Una noche cualquiera del mes de diciembre de 1969 conversaba con un amigo, mientras ingeríamos tragos de ron criollo sentados en los taburetes de la barra de un colmado.

-Tengo mala suerte con las mujeres- decía mi acompañante- lo que es algo que me entristece, porque me gustan más que un dulce después del almuerzo; me cabe aquello de que soy dichoso para enamorarme y fatal para que me quieran. Tengo veintiocho años,  vine a tener la primera novia a los veintidós, y desde entonces no he vuelto a levantarme otra; hasta las sirvientas de casa, algunas feas, con moños malos y faltándole algunos dientes delanteros, se han dado el gusto de rechazar mis manoseos y mis invitaciones a juguetear sobre una colchoneta. Una vez pasé una vergüenza del diablazo en un prostíbulo, delante de varios amigos con los que parrandeaba, porque dos de las maripositas noctámbulas del lugar se negaron a irse conmigo a un motel. Con la finalidad de mejorar mi pésimo récord cortejé a dos pantiloconas, y ninguna me hizo caso; lo que más me dolió fue que una de ellas se metió a vivir  poco después con un cojo, que además era medio bizco y gambao.

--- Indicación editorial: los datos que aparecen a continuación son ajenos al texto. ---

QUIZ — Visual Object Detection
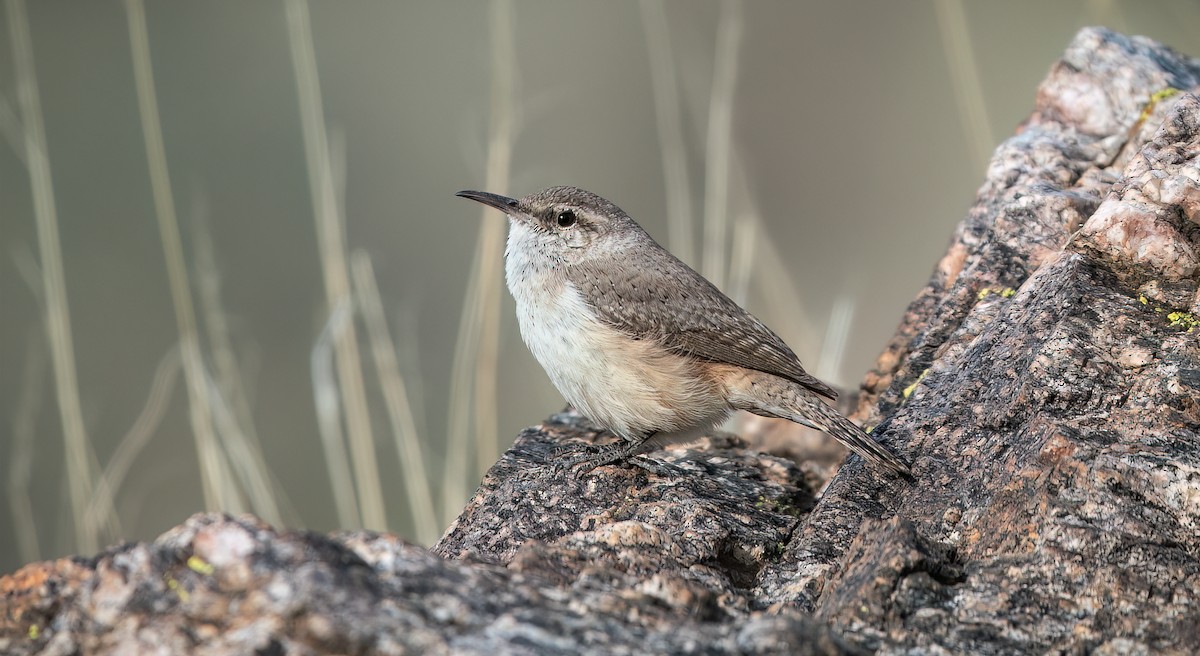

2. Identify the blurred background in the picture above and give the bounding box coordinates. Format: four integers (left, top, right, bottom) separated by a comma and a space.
0, 0, 1200, 572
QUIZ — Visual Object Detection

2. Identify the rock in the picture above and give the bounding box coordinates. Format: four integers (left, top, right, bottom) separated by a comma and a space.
0, 29, 1200, 654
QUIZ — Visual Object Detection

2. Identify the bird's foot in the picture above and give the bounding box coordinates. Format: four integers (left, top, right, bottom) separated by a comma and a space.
559, 441, 637, 476
549, 441, 685, 477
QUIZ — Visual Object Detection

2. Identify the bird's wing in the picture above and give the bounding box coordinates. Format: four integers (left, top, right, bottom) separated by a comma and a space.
566, 251, 838, 398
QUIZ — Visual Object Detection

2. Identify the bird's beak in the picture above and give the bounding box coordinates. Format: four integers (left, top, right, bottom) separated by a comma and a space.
455, 191, 524, 218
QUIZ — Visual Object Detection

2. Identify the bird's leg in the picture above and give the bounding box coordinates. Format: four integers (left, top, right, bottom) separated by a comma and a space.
563, 433, 684, 476
563, 440, 644, 476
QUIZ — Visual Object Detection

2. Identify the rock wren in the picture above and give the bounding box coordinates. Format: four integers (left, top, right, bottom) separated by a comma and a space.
457, 187, 910, 475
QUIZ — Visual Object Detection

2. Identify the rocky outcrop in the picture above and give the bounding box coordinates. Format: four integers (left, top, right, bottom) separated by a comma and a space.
0, 29, 1200, 654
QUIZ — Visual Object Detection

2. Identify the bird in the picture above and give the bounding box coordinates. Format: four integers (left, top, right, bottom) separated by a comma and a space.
456, 186, 911, 477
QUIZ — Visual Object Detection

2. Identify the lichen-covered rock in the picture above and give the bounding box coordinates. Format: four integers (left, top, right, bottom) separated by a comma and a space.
0, 514, 852, 655
0, 29, 1200, 654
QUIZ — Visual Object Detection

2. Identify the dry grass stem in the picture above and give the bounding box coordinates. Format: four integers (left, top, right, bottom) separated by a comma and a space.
6, 0, 103, 553
701, 0, 742, 289
5, 326, 46, 562
442, 0, 517, 520
350, 251, 439, 544
934, 0, 996, 170
88, 344, 180, 525
310, 301, 362, 528
287, 0, 388, 530
191, 193, 283, 525
641, 0, 696, 265
812, 293, 857, 387
0, 98, 29, 168
125, 0, 241, 512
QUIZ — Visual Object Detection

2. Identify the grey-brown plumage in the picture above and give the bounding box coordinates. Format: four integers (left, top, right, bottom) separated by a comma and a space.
458, 187, 908, 475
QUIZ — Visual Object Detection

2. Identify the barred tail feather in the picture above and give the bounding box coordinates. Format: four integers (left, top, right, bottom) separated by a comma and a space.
806, 398, 912, 477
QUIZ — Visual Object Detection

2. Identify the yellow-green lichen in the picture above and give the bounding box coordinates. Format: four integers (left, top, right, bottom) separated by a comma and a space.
976, 287, 1016, 301
1133, 86, 1180, 130
1166, 311, 1200, 332
901, 369, 929, 398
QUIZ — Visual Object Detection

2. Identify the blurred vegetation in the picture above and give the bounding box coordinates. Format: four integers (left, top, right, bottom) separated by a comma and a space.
0, 0, 1200, 572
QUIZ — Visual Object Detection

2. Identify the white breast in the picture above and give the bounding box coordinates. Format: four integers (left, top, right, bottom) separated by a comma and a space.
505, 223, 728, 439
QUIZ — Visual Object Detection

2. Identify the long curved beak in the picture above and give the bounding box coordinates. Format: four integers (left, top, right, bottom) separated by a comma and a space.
455, 191, 522, 216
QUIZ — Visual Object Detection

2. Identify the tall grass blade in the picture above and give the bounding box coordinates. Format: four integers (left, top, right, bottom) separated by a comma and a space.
125, 0, 242, 512
934, 0, 996, 170
442, 0, 517, 520
641, 0, 696, 265
350, 251, 439, 544
6, 0, 105, 553
701, 0, 742, 289
287, 0, 388, 530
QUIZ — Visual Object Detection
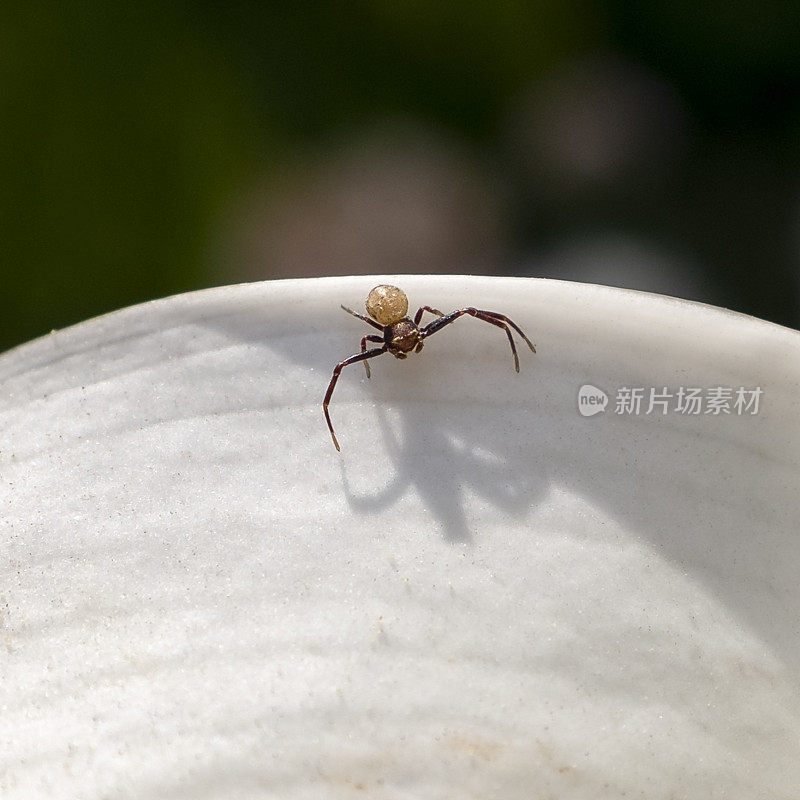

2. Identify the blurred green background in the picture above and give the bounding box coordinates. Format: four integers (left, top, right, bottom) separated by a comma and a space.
0, 0, 800, 349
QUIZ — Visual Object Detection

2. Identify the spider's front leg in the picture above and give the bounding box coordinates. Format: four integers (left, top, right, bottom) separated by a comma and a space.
414, 306, 444, 325
360, 334, 383, 378
322, 344, 386, 450
420, 308, 536, 372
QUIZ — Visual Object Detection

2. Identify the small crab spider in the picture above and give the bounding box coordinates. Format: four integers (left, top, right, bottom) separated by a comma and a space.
322, 285, 536, 450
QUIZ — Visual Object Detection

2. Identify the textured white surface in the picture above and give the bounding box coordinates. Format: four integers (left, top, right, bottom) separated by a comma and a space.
0, 276, 800, 800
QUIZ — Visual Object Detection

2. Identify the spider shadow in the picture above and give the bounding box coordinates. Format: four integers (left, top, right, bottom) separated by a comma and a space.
340, 368, 547, 543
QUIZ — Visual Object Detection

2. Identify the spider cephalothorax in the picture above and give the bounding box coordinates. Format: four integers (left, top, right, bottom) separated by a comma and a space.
322, 284, 536, 450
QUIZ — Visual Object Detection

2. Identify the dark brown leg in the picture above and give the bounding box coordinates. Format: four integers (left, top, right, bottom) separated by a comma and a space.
420, 308, 536, 372
322, 345, 386, 450
342, 306, 383, 332
361, 334, 383, 378
414, 306, 444, 325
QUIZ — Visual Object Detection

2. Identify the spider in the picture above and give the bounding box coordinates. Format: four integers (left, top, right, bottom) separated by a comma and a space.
322, 285, 536, 450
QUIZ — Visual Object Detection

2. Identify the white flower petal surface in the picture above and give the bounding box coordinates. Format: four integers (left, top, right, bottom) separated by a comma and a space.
0, 276, 800, 800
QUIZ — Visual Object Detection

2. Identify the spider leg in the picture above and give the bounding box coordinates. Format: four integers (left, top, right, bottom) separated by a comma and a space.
322, 345, 387, 450
420, 308, 536, 372
361, 335, 383, 378
414, 306, 444, 325
472, 311, 536, 353
342, 306, 383, 331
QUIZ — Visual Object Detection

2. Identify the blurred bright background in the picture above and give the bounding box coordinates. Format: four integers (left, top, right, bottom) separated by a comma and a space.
0, 0, 800, 349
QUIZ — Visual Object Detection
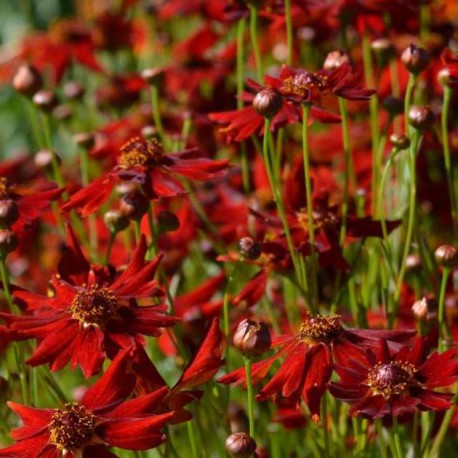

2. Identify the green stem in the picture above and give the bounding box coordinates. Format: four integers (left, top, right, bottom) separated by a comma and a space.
302, 104, 318, 310
395, 130, 421, 302
442, 87, 458, 238
438, 267, 451, 352
248, 3, 263, 83
285, 0, 294, 65
243, 356, 254, 438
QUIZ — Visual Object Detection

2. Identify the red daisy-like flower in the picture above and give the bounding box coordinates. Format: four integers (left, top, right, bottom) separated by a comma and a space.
0, 349, 175, 458
62, 137, 228, 216
0, 236, 179, 377
218, 315, 413, 418
330, 338, 458, 419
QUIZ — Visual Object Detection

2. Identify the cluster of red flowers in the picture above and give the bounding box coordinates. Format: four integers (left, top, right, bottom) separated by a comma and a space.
0, 0, 458, 458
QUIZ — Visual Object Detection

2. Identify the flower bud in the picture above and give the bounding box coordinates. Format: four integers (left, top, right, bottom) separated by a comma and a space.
64, 81, 86, 100
434, 245, 458, 268
239, 237, 262, 261
253, 88, 283, 119
157, 210, 180, 232
119, 191, 149, 221
409, 105, 435, 130
401, 44, 429, 75
227, 402, 249, 433
73, 132, 95, 150
141, 68, 164, 86
0, 199, 19, 227
412, 297, 438, 321
226, 433, 256, 458
0, 229, 19, 256
390, 134, 410, 151
103, 210, 129, 234
323, 49, 350, 70
12, 64, 43, 97
32, 90, 57, 113
232, 318, 272, 356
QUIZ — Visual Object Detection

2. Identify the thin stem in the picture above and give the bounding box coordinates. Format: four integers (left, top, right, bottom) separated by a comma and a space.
437, 267, 451, 351
285, 0, 294, 65
442, 87, 458, 238
395, 130, 421, 302
243, 356, 254, 438
248, 3, 263, 82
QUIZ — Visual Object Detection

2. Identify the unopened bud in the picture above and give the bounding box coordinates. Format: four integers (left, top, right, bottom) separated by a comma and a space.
32, 90, 57, 113
412, 297, 438, 321
239, 237, 262, 261
253, 88, 283, 119
12, 64, 43, 97
157, 210, 180, 232
409, 105, 435, 130
0, 229, 19, 256
119, 191, 149, 221
226, 433, 257, 458
323, 49, 350, 70
401, 44, 429, 74
232, 318, 272, 356
103, 210, 129, 234
434, 245, 458, 268
0, 199, 19, 227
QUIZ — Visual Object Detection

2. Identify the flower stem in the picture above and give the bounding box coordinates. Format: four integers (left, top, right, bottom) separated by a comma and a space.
302, 104, 318, 309
395, 130, 421, 302
442, 87, 458, 238
248, 3, 263, 82
438, 267, 451, 352
243, 356, 254, 437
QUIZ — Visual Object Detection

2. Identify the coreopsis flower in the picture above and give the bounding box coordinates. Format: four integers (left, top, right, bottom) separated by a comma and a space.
62, 137, 228, 216
0, 349, 175, 458
217, 315, 412, 418
1, 236, 178, 377
330, 338, 458, 419
0, 177, 63, 233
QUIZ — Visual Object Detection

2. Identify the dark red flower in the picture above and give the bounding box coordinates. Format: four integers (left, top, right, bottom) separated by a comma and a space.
0, 349, 175, 458
217, 315, 412, 417
62, 137, 228, 216
1, 236, 178, 377
330, 338, 458, 419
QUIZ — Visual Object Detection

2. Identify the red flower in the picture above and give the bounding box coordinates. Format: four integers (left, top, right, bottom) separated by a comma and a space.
0, 349, 175, 458
1, 236, 178, 377
217, 315, 412, 417
62, 137, 228, 216
330, 338, 458, 419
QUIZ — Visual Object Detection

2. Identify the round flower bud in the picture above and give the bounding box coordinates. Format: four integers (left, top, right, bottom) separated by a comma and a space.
253, 88, 283, 119
323, 49, 350, 70
382, 95, 404, 117
32, 90, 57, 113
0, 229, 19, 256
73, 132, 95, 150
434, 245, 458, 268
141, 68, 164, 86
409, 105, 435, 130
64, 81, 86, 100
226, 433, 256, 458
390, 134, 410, 151
227, 402, 249, 433
0, 199, 19, 227
12, 64, 43, 97
412, 297, 438, 321
157, 210, 180, 232
103, 210, 129, 234
232, 318, 272, 356
119, 191, 149, 221
401, 44, 429, 74
239, 237, 262, 261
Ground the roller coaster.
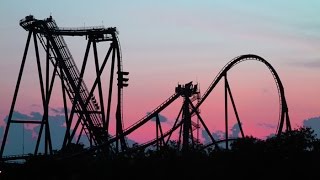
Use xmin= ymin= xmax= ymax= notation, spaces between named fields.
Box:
xmin=0 ymin=15 xmax=291 ymax=161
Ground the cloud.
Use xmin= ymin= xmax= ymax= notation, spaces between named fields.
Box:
xmin=147 ymin=112 xmax=168 ymax=122
xmin=0 ymin=111 xmax=66 ymax=155
xmin=201 ymin=130 xmax=225 ymax=144
xmin=303 ymin=116 xmax=320 ymax=138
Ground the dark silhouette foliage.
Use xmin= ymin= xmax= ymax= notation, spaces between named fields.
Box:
xmin=0 ymin=127 xmax=320 ymax=180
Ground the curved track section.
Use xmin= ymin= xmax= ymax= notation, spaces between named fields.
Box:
xmin=196 ymin=54 xmax=291 ymax=134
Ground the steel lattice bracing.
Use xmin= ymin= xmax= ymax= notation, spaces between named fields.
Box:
xmin=1 ymin=16 xmax=128 ymax=155
xmin=1 ymin=16 xmax=291 ymax=159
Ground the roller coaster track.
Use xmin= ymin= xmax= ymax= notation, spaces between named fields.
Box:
xmin=196 ymin=54 xmax=291 ymax=135
xmin=102 ymin=54 xmax=291 ymax=153
xmin=20 ymin=17 xmax=122 ymax=145
xmin=1 ymin=16 xmax=291 ymax=161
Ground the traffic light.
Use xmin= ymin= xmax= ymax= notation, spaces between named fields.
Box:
xmin=118 ymin=71 xmax=129 ymax=88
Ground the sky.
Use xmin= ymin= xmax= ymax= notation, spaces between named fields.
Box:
xmin=0 ymin=0 xmax=320 ymax=155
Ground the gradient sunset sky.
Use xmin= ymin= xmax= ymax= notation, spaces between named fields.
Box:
xmin=0 ymin=0 xmax=320 ymax=150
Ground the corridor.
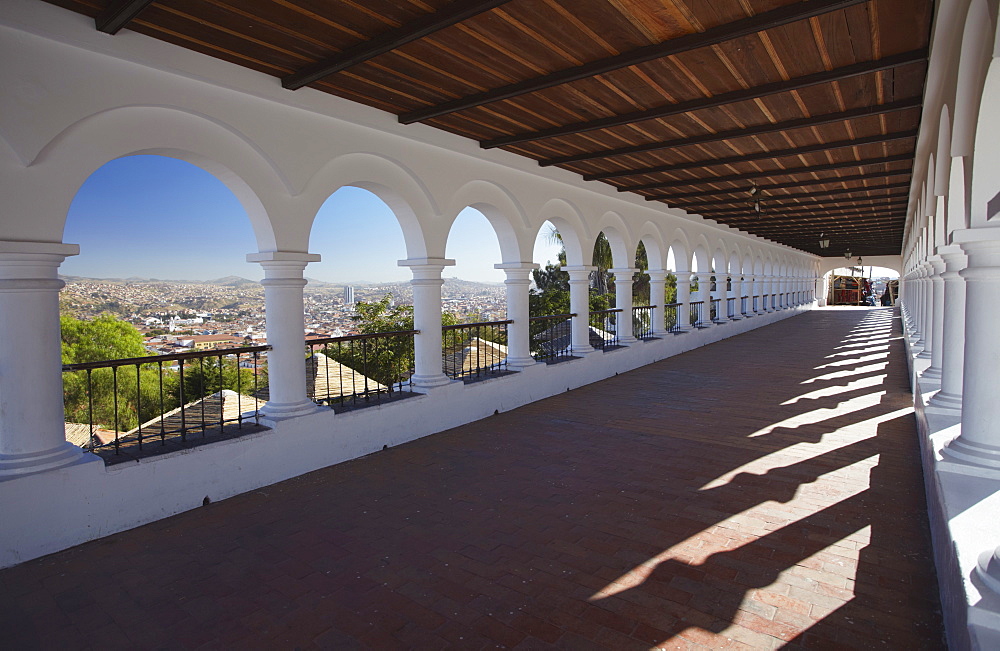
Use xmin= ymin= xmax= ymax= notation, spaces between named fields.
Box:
xmin=0 ymin=308 xmax=943 ymax=650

Consideré que el hombre exageraba, pero todavía hoy sus parientes y amigos afirman que en su libreta sentimental sólo hay dos nombres de mujeres: el de la muchacha que conquistó en su juventud, y el de la mujer con la que lleva más de treinta años de matrimonio.

Lo raro es que ese hombre tiene cerca de seis pies de estatura, piel blanca en un país con carga racista, figura esbelta, y posición económica sólida.

Un monólogo diferente escuché recientemente  de labios de otro amigo cuando nos encontramos en un supermercado.

-No quiero privar en galán de cine, pero tengo pegada con las mujeres; desde que tenía quince años, no recuerdo que haya pasado más de dos meses sin una pareja; y lo mejor del cuento es que he tenido temporadas en que se me juntan dos, y hasta tres pajuilas; por mi vida han pasado mujeres de todos los tipos y clases sociales: feas, bellas, blancas, mulatas, negras, clase media, ricas, en olla. Llevo cuatro matrimonios, y las tres primeras me botaron por mis líos amorosos callejeros.

Por nuestra vieja amistad puedo decir que el hombre se ajustaba a la realidad en su exposición, pese a su escasa estatura, extrema delgadez, y cara pecosa.

Parece que con las féminas, es mejor caer en gracia, que ser buenmozo.